Understand what you cannot control
The situations that often trigger our desire for certainty and control are often the ones that are bigger than us. Being able to recognise these particular situations is important. Health psychologist Kelly McGonigal offers this grounding statement for parents and students who are clinging to certainty and control: “I alone am not the cause of this suffering, and I alone cannot resolve or cure this suffering.”
Creating personal and meaningful actions
It is important to shift our focus away from control and toward choice and value-driven actions. We can do this by asking ourselves and our daughters questions like:
- What might I choose to try in this situation?
- What attributes do I want to bring to this situation?
- Who do I want to be in this situation?
With this perspective, there is a freedom that allows you to make choices that are consistent with your goals, values and the relationships that matter to you. For instance, you might choose to bring courage or an optimistic mindset. You might want to be someone who inspires others and protect the vulnerable.
Soothe the body and mind
From a physiological perspective, perceived crises triggers the fight-or-flight response. It can feel like a tightly pulled rubber band within our bodies. I invite you to acknowledge and name these sensations for you and your daughter (e.g. ‘this is fear’, ‘this is anxiety’). At this point, pause, breathe and take a moment. My three favourite exercises to help promote mental wellbeing are:
- Deep breathing.
- Engaging your five senses (e.g. listening to music, meditating, watching a comedy, and using scented candles) while visualising a calm and joyful place, paying attention to sensory elements, i.e. the breeze and sun on your face.
- Use a mindful perspective. This might sound like, ‘right now in this moment, I am safe’.

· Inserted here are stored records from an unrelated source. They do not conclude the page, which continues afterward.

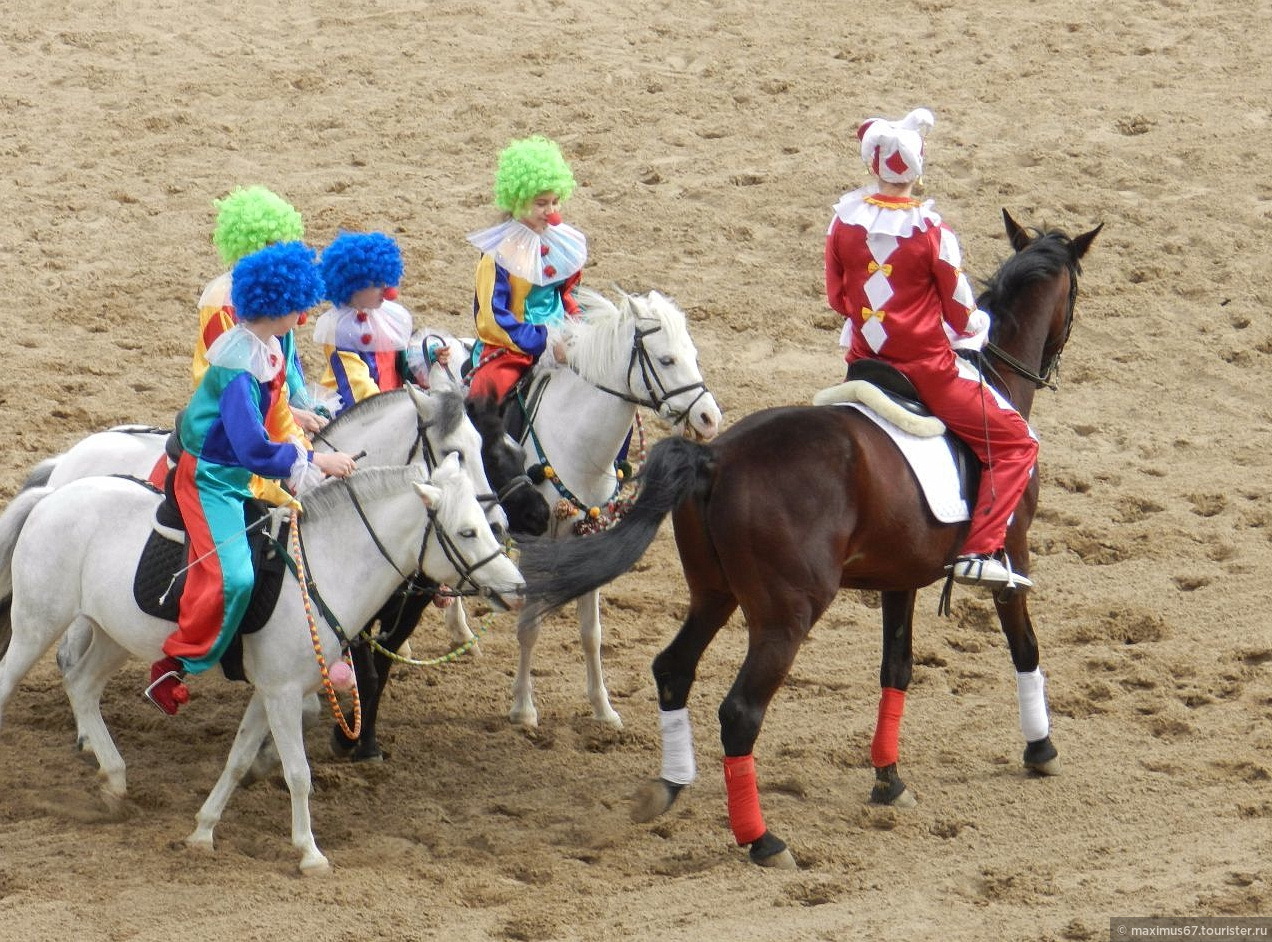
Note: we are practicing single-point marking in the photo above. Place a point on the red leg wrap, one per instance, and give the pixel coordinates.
(744, 814)
(884, 749)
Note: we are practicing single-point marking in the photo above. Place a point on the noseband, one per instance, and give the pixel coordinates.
(1047, 378)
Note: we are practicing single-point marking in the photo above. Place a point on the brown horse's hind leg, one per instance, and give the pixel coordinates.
(1041, 754)
(896, 670)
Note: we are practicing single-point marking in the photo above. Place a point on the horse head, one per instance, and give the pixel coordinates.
(528, 511)
(641, 351)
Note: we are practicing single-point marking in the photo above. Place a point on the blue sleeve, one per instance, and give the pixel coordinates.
(529, 338)
(244, 429)
(298, 390)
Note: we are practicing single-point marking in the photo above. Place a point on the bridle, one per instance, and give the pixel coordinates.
(659, 397)
(1047, 376)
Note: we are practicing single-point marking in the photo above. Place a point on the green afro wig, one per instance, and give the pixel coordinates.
(527, 168)
(252, 218)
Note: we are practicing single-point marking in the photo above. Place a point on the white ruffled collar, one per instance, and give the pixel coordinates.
(383, 328)
(545, 258)
(238, 348)
(879, 215)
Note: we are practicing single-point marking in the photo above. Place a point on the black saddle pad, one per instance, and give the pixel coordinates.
(160, 580)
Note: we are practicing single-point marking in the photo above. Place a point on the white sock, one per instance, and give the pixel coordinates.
(678, 764)
(1032, 692)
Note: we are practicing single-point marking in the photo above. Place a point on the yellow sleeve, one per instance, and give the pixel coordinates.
(213, 322)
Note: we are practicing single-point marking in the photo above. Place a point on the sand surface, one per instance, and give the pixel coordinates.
(709, 140)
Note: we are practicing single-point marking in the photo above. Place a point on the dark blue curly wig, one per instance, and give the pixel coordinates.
(276, 281)
(359, 259)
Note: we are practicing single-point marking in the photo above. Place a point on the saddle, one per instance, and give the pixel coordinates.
(897, 387)
(160, 577)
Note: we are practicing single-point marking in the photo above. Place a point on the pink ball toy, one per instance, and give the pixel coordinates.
(341, 675)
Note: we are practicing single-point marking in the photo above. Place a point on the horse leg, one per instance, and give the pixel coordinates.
(523, 712)
(589, 634)
(896, 670)
(674, 670)
(457, 623)
(284, 711)
(252, 732)
(84, 682)
(1041, 755)
(770, 654)
(398, 619)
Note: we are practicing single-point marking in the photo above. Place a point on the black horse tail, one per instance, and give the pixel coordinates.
(560, 571)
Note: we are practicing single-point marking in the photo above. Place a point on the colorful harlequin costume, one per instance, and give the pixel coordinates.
(364, 347)
(524, 280)
(893, 271)
(225, 443)
(247, 220)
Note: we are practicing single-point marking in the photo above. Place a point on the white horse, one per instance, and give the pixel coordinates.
(397, 427)
(637, 352)
(73, 552)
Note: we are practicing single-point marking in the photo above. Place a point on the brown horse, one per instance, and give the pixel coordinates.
(793, 504)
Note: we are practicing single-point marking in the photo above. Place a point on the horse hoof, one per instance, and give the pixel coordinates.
(314, 866)
(653, 798)
(771, 851)
(1042, 757)
(782, 860)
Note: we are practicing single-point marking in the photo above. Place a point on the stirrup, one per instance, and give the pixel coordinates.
(982, 570)
(177, 676)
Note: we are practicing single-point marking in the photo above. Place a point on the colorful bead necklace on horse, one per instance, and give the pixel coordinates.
(576, 417)
(793, 504)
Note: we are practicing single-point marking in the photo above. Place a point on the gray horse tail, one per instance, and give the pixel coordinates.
(10, 525)
(41, 473)
(560, 571)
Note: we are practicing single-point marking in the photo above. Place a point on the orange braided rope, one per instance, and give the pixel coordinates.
(322, 661)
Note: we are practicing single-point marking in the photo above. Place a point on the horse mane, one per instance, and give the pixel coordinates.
(1046, 256)
(369, 484)
(450, 408)
(597, 340)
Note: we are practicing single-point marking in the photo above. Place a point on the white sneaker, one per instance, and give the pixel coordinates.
(977, 570)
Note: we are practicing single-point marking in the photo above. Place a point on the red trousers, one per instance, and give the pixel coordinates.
(497, 373)
(999, 436)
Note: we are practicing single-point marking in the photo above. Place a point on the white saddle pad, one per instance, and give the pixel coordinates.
(933, 464)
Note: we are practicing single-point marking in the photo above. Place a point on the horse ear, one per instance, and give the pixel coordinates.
(429, 493)
(421, 399)
(1016, 235)
(1084, 242)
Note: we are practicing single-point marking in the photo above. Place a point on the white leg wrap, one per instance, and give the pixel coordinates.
(1032, 692)
(678, 763)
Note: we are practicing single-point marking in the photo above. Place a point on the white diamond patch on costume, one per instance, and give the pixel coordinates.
(878, 290)
(933, 463)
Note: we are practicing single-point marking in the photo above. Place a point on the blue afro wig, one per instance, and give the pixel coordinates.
(355, 261)
(276, 281)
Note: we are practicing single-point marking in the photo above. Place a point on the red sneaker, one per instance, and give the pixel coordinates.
(167, 689)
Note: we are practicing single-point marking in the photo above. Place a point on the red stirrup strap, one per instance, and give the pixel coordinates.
(744, 814)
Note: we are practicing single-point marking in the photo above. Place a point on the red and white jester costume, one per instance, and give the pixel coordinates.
(893, 271)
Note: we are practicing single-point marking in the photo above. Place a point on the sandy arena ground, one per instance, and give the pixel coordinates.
(710, 137)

At Kambala, the school psychologists understand the importance of mental wellbeing and have used the School’s values to guide and influence meaningful actions. We have used the value of ‘Curiosity’ to deliver messages of ‘Courage’ and ‘Humanity’. For staff, we have developed wellbeing sessions on topics including Vitality, Joy, Food and Mood, Thinking Well and Being Resilient in Times of Uncertainty. For students, we have developed pastoral care lessons and for our families and the wider community, we are continuing consultation services.

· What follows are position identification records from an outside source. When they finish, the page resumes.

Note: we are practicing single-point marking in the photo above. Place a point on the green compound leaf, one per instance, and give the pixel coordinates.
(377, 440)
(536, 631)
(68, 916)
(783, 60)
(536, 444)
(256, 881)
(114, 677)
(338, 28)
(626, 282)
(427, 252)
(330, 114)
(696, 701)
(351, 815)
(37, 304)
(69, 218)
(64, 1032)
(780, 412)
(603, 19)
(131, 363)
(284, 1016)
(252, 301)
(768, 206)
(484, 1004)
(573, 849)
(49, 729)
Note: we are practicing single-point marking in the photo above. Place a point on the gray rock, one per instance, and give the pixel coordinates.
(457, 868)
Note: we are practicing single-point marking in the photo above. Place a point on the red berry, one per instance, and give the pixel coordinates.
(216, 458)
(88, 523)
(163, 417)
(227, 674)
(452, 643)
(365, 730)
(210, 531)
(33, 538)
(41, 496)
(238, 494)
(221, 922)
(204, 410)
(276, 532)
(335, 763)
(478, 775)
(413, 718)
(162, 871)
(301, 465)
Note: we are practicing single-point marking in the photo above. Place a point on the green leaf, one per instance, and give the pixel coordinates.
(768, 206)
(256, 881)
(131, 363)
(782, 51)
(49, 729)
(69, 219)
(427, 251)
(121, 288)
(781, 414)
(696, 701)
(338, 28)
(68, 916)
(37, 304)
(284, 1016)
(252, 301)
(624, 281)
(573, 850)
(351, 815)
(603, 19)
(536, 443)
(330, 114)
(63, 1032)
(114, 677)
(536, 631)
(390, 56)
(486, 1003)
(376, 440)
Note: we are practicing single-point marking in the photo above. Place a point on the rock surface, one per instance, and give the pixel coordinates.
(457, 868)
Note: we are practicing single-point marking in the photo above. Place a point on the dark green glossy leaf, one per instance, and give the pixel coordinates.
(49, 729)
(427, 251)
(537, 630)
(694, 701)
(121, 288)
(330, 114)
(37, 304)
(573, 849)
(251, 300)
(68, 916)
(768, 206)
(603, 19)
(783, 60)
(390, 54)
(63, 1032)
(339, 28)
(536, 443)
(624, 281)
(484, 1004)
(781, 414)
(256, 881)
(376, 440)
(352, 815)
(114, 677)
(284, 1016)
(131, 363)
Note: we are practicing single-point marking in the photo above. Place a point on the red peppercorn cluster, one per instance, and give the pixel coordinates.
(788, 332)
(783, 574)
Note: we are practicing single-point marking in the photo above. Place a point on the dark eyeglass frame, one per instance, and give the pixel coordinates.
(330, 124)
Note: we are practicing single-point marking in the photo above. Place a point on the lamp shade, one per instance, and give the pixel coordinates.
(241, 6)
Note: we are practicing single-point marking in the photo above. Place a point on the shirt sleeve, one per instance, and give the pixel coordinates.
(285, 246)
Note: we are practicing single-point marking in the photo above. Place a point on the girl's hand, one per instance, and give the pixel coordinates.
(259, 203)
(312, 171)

Now, more than ever, I encourage all students, parents and teachers to practice mindfulness and positivity to maintain wellbeing, not just for themselves but for each other too.
About Laura Farkash
Laura is the School and Clinical Psychologist at Kambala. She contributes to wellbeing protection and promotion across the School, and the prevention, early intervention and ongoing intervention for wellbeing challenges. She is an endorsed Clinical Psychologist with AHPRA.